Although embodiments of the present utility model have been shown and described, it will be understood by those skilled in the art that various changes, modifications, substitutions and alterations can be made therein without departing from the principles and spirit of the utility model, the scope of which is defined in the appended claims and their equivalents.

Claims (6)

1. The mechanical bidirectional dry powder press for magnetic core forming comprises a machine body (1), and is characterized in that a cleaning mechanism (2) is arranged at the rear part of the machine body (1), and the cleaning mechanism (2) comprises:

The suction assembly (21) is arranged at the rear part of the machine body (1) and comprises a mounting frame (211) welded on the rear wall of the middle section of the machine body (1), an exhaust fan (212) is fixedly arranged on one side of the lower end of the mounting frame (211), a connecting pipe (213) is arranged at the top end of the exhaust fan (212) in an intercommunication way, and the other end of the connecting pipe (213) penetrates through the mounting frame (211) to be connected with a suction cover (214);

The telescopic assembly (22) is arranged on the mounting frame (211) and is used for driving the suction hood (214) to horizontally telescopic motion;

The pressing component (23) is arranged at the upper end of the suction hood (214) and is used for vertically pressing the suction hood (214).
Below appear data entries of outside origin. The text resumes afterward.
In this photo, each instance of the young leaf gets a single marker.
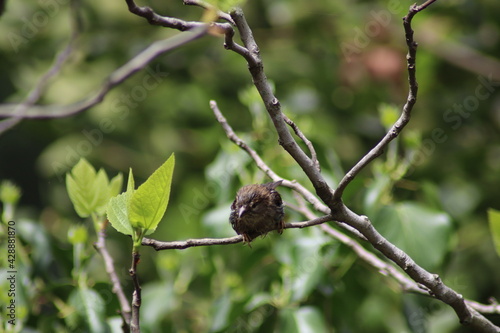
(117, 209)
(115, 185)
(150, 200)
(101, 192)
(80, 186)
(494, 221)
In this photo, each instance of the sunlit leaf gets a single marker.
(494, 222)
(117, 209)
(150, 200)
(80, 185)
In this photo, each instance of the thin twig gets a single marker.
(171, 22)
(308, 143)
(206, 5)
(262, 165)
(125, 311)
(20, 109)
(136, 295)
(403, 120)
(180, 245)
(466, 314)
(273, 107)
(137, 63)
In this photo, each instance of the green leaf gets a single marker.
(115, 185)
(77, 235)
(9, 192)
(309, 319)
(80, 185)
(101, 192)
(90, 311)
(304, 319)
(421, 232)
(117, 209)
(90, 191)
(494, 222)
(150, 200)
(388, 115)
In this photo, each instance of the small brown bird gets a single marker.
(257, 210)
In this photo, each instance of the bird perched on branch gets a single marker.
(257, 210)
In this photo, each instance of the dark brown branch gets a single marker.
(403, 120)
(273, 107)
(117, 77)
(180, 245)
(170, 22)
(262, 165)
(20, 109)
(125, 311)
(136, 295)
(340, 212)
(297, 187)
(206, 5)
(298, 132)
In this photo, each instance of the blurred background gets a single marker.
(339, 70)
2. A mechanical bidirectional dry powder press for forming magnetic cores according to claim 1, wherein the telescopic assembly (22) comprises a motor (221) fixedly arranged on the outer side wall of the mounting frame (211), the inner wall of the mounting frame (211) is rotatably provided with a threaded rotating rod (222), and the power input end of the threaded rotating rod (222) is connected with the power output end of the motor (221).
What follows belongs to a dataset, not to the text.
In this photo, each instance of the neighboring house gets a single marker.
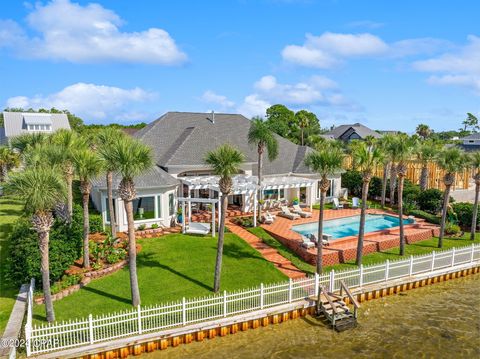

3. The mechanical bidirectional dry powder press for forming magnetic cores according to claim 2, wherein the outer wall of the threaded rotating rod (222) is in threaded sleeve connection with a threaded sleeve block (223), and limiting inserting rods (224) penetrating through the suction cover (214) are fixed on two sides of the threaded sleeve block (223).

4. The mechanical bidirectional dry powder press for forming magnetic cores according to claim 1, wherein the pressing component (23) comprises a push rod (231) fixedly arranged at the upper end of the mounting frame (211), a chute (232) is arranged on the push rod (231), a sliding rod (233) is slidably arranged in the chute (232), and connecting rods (234) are fixed at two ends of the sliding rod (233).

5. A mechanical bi-directional dry powder press for magnetic core molding as claimed in claim 4, wherein a sleeve (235) with an inner slide rod (236) is fixed at the lower end of the connecting rod (234), and a compression spring (237) is connected between the sleeve (235) and the upper wall of the suction hood (214).

6. The mechanical bidirectional dry powder press for forming magnetic cores according to claim 1, wherein the machine body (1) is provided with an upper punching head and a lower punching seat, so that the upper punching head and the lower punching seat are matched to perform bidirectional extrusion forming on the magnetic cores.